Za rezolucją głosowała lewica i liberałowie, przeciw była prawica. Natomiast największa grupa polityczna – centroprawicowa Europejska Partia Ludowa – podzieliła się. Jak się dowiadujemy, ogólne zalecenie było, żeby się wstrzymać, ale część eurodeputowanych zagłosowała za. Do EPL należy PO i tam również ustąpił podział. Za rezolucją opowiedzieli się: Bartosz Arłukowicz, Danuta Huebner, Janina Ochojska i Róża Thun. Wstrzymali się: Magdalena Adamowicz, Jerzy Buzek, Tomasz Frankowski, Andrzej Halicki, Ewa Kopacz, Janusz Lewandowski, Elżbieta Łukacijewska, Jan Olbrycht i Radosław Sikorski.

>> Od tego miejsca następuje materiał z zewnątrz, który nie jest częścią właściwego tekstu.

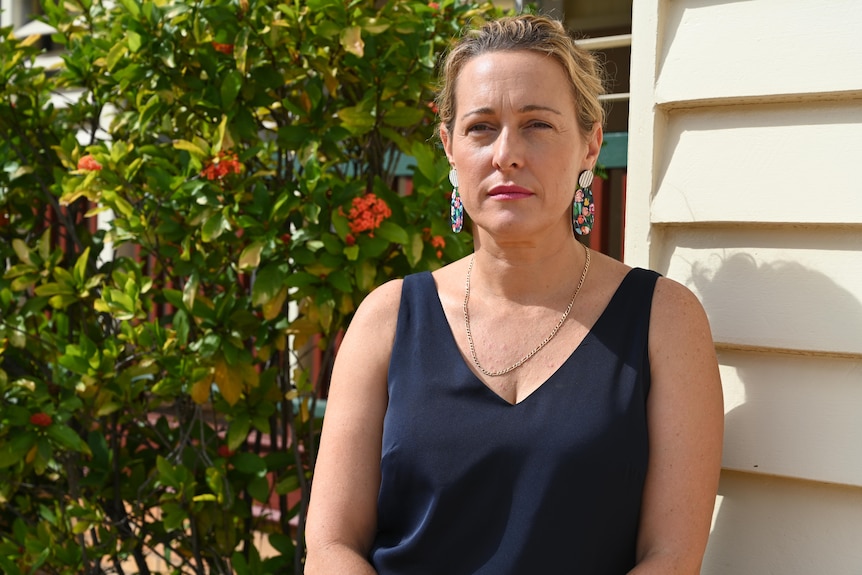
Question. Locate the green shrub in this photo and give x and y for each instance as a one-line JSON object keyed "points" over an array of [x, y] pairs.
{"points": [[241, 159]]}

– Wstrzymaliśmy się od głosu z powodu naniesionych poprawek – tłumaczy „Rzeczpospolitej" Andrzej Halicki, szef polskiej delegacji w EPL.
Za rezolucją głosowała lewica i liberałowie, przeciw była prawica. Natomiast największa grupa polityczna – centroprawicowa Europejska Partia Ludowa – podzieliła się.
Według niego EPL popiera wiele fragmentów rezolucji, ale sprzeciwia się tym zapisom, które np. zobowiązują państwa członkowskie do automatycznego uznania praw rodzicielskich w takich związkach czy zmian w aktach urodzenia. – Początkowo, zgodnie zresztą z intencją Komisji Europejskiej, rezolucja mówiła o konieczności respektowania praw nabytych w jednym państwie członkowskim. Ale radykalne poprawki sprawiły, że poszła znacznie dalej. Ze szkodą dla sprawy, bo przez to przeszła dość małą większością głosów – uważa Halicki.